Make sure Ollama is running:

ollama serve
ollama pull llama3.1

---

Quick Reference

# Simplest possible usage
from agentic_core.agents import chat
await chat("Hello", provider="ollama")

# With OpenAI
await chat("Hello", provider="openai", api_key="sk-...")

# With MCP tools
await chat("Check my GitHub", provider="openai", api_key="sk-...", mcp_config_path="mcp.json")

# Verbose mode (see everything)
await chat("Hello", provider="ollama", verbose=True)

That's it! Start building agents in seconds. 🚀

Security & Production Readiness

This tool is designed to be as lightweight and robust as possible. While agentic-core safely handles execution, developers must secure the deployment environment. Below are some important considerations:

1. Remote Code Execution via MCP Config:

The mcp_config.json dictates exactly which terminal commands your system will run (via the command and args fields). Never allow end-users to upload, modify, or provide their own mcp_config.json. This file must remain strictly server-side.

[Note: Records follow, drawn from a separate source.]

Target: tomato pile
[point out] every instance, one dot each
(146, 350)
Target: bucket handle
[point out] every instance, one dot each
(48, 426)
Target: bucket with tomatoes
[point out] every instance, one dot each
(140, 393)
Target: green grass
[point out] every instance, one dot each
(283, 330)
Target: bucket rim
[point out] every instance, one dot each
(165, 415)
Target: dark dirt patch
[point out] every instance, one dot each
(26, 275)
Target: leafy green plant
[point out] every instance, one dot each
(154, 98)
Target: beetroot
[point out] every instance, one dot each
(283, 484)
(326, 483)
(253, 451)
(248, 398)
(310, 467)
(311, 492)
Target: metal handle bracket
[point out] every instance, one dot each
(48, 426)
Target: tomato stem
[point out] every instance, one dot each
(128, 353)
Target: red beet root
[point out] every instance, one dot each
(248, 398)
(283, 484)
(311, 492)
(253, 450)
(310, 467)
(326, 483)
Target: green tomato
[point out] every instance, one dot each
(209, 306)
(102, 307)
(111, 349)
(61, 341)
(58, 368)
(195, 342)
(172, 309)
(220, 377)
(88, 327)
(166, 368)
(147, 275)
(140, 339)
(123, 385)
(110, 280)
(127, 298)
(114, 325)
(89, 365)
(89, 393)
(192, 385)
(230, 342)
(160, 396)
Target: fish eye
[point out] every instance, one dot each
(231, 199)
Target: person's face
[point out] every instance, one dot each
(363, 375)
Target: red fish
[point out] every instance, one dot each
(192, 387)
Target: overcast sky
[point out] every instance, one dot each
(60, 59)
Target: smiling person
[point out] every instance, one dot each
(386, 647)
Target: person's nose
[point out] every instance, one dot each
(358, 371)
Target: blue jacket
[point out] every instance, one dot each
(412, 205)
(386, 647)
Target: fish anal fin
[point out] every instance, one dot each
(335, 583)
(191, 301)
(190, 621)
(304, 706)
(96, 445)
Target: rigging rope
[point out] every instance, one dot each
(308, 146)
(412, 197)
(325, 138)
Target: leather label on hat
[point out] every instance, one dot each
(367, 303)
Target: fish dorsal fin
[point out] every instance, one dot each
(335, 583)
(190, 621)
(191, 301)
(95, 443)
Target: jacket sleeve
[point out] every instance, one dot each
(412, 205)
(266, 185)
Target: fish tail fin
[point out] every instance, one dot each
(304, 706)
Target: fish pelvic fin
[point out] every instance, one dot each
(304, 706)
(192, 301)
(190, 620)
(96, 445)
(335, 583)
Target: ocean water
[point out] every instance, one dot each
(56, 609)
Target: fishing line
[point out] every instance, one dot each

2. Prompt Injection to Tool Execution:

If an agent is given a tool that reads external data (like fetching a webpage or reading a user-submitted file), a malicious payload in that data can instruct the LLM to execute other available tools. The agent could be hijacked into executing destructive actions (e.g., via a GitHub or filesystem MCP) without human oversight. SO, do use AgentEventObserver.on_tool_start() method for granular control over agent's actions.

3. Denial of Service via Payload Serialization:

Agents interacting with APIs that return massive, deeply nested JSON payloads may experience performance degradation during the engine's double-serialization checks. To mitigate this, limit the scope of the data your tools are allowed to fetch.

MITIGATIONS:

• The tool strictly requires MCP configuration via RunnerConfig to be valid and well-formed to avoid malicious runtime tool injection.
• Utilize ToolExecutionController.on_prompt_respond() (blocks, prompt the user for feedback) and ToolExecutionController.on_prompt_confirmation() (blocks, prompt the user to confirm (y/n) with event hooks) for control during tool execution.
• AgentEventObserver implementing on_tool_start() provides means to enforce human validation before assembling tool coroutine pool and executing, with different levels of control (use ToolStartDecision).
• Write your system prompt carefully and choose your MCP servers wisely.
• Finally, this tool is all about robustness - it's meant to be a lightweight engine for agentic applications. Hence, it is at the developer responsibility to enforce security measures against the above risks.